I read about this ancient navigation method in How To Read Water, by British writer Tristan Gooley. It is a book that reveals patterns about everything from raindrops, to rivers, to the oceans and backyard puddles.

There is something very satisfying about taking something that seems random — a meandering river, say — and learn that there are laws and patterns at work. For example: a river will not flow straight for more than 10 times its width. A river will alternate between calmer pools and agitated riffles about every time the river travels a distance of five times its own width.
The fact that these are a universal law that applies to the world over calls for some awe. Indeed, I was out for a run along a brook the other day and when I counted out riffles and pools, I was amazed to see the pattern Gooley described right before my eyes.

The experience confirmed my belief that a book worth reading is one that you can put down and then go out and see the world, even a little bit differently.

Take glitter paths. The term refers to the flashing off the waves you see with sunrise, sunset, or any other light that’s low over the water.

While the the paths are beautiful enough for most of us to take a picture, we may not notice or understand why the corridor of light often bulges outward as it approaches shore. This is because the waves get higher closer to the beach as they enter shallow water.

I had never noticed this about glitter paths, but video game developers have, and will sometimes put it in their graphics. The irony is that this concept, which many of us never recognize in real life, can add verisimilitude to a fake world.
Understanding the nature of wave patterns was a crucial part of inter-island navigation for  Polynesians who had no compasses, much less the GPS and Google Maps that ease day to day navigation for us moderns.

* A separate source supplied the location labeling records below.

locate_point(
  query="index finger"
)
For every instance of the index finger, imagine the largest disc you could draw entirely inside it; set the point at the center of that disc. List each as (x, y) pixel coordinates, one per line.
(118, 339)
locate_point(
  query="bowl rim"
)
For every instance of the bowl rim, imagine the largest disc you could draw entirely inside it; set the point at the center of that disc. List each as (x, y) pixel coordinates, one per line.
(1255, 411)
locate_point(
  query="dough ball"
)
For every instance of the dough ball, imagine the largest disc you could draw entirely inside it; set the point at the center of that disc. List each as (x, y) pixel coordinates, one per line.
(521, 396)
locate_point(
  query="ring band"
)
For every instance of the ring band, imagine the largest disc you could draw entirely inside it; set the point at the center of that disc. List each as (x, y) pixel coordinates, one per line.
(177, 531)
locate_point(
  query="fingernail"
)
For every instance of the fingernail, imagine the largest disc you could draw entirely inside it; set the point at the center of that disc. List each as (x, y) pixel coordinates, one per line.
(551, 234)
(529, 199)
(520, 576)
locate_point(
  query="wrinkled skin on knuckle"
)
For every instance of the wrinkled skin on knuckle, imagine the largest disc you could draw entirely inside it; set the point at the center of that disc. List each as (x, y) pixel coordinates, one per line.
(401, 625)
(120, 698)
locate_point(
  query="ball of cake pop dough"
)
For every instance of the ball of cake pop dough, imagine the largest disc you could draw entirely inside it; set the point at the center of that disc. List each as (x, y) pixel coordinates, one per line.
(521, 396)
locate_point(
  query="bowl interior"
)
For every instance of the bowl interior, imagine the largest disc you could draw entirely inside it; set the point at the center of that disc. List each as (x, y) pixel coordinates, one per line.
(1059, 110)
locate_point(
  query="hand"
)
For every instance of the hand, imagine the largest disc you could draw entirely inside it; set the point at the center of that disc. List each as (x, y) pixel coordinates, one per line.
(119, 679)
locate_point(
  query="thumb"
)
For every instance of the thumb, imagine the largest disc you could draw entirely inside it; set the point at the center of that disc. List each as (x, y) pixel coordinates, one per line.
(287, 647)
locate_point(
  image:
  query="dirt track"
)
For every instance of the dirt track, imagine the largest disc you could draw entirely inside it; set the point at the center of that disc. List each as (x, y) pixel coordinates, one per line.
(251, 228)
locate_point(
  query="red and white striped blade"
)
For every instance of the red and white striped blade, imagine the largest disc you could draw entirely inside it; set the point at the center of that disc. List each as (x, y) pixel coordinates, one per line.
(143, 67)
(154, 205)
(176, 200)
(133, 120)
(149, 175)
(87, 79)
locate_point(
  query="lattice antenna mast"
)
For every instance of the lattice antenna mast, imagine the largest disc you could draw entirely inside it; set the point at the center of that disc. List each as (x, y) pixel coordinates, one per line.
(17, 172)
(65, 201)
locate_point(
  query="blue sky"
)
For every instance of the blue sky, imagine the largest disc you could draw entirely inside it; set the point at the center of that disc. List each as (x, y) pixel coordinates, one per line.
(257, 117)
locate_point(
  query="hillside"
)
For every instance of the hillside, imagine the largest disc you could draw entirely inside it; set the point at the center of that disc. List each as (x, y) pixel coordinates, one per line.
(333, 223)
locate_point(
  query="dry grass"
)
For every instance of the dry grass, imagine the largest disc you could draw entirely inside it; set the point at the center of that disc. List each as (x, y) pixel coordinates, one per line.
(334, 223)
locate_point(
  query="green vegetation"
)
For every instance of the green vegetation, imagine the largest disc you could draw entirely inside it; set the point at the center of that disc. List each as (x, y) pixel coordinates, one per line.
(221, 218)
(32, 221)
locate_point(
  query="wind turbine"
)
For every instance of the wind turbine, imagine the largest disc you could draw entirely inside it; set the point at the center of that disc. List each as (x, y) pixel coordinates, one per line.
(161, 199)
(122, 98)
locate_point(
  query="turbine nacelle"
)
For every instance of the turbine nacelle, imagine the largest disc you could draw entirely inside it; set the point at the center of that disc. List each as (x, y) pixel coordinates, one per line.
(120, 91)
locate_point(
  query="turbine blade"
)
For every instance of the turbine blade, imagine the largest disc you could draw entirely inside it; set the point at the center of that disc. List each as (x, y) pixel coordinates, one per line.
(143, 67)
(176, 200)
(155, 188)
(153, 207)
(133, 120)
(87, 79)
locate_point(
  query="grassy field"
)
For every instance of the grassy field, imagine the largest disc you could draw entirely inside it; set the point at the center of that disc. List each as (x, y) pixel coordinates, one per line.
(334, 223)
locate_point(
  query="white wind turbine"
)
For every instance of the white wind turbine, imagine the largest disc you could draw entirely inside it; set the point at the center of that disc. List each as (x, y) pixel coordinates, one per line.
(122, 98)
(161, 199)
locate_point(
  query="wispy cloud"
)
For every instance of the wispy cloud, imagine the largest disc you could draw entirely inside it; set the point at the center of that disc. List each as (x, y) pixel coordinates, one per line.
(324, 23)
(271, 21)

The waves gave them the clues they needed, ones they could read by feel, laying on their backs. To imagine how this works, picture a group of rocks in the path of a steady line of waves, the waves are going to bounce and bend around the rocks in a certain pattern. Now instead of rocks, think of islands. They too cause waves to bounce and bend, to crisscross each other in certain places. Navigators in the Marshall Islands were able to exploit this pattern and could tell where they were simply by the way the waves felt beneath the boat. It took years of training. The islanders used stick diagrams to model the way that the waves moved through the island group.

Unsurprisingly, this type of navigation is a dying art, as there are plenty of other, easier ways to get from island to island..

There are still a few who can pull off the trick, however. An excellent New York Times piece describes a modern expedition that found its way through wave navigation here:

Gooley’s book, reinforced for me that meaning and richness are intermingled with the seemingly mundane trinkets like the shape of ripples or the nature of waves. Such thoughtful observation is all the more poignant now as popular awareness of nature declines, and the virtual world — with its expertly rendered glitter paths — beckons. There is much worth learning from Gooley’s careful insight into the quiet profundity of these relationships.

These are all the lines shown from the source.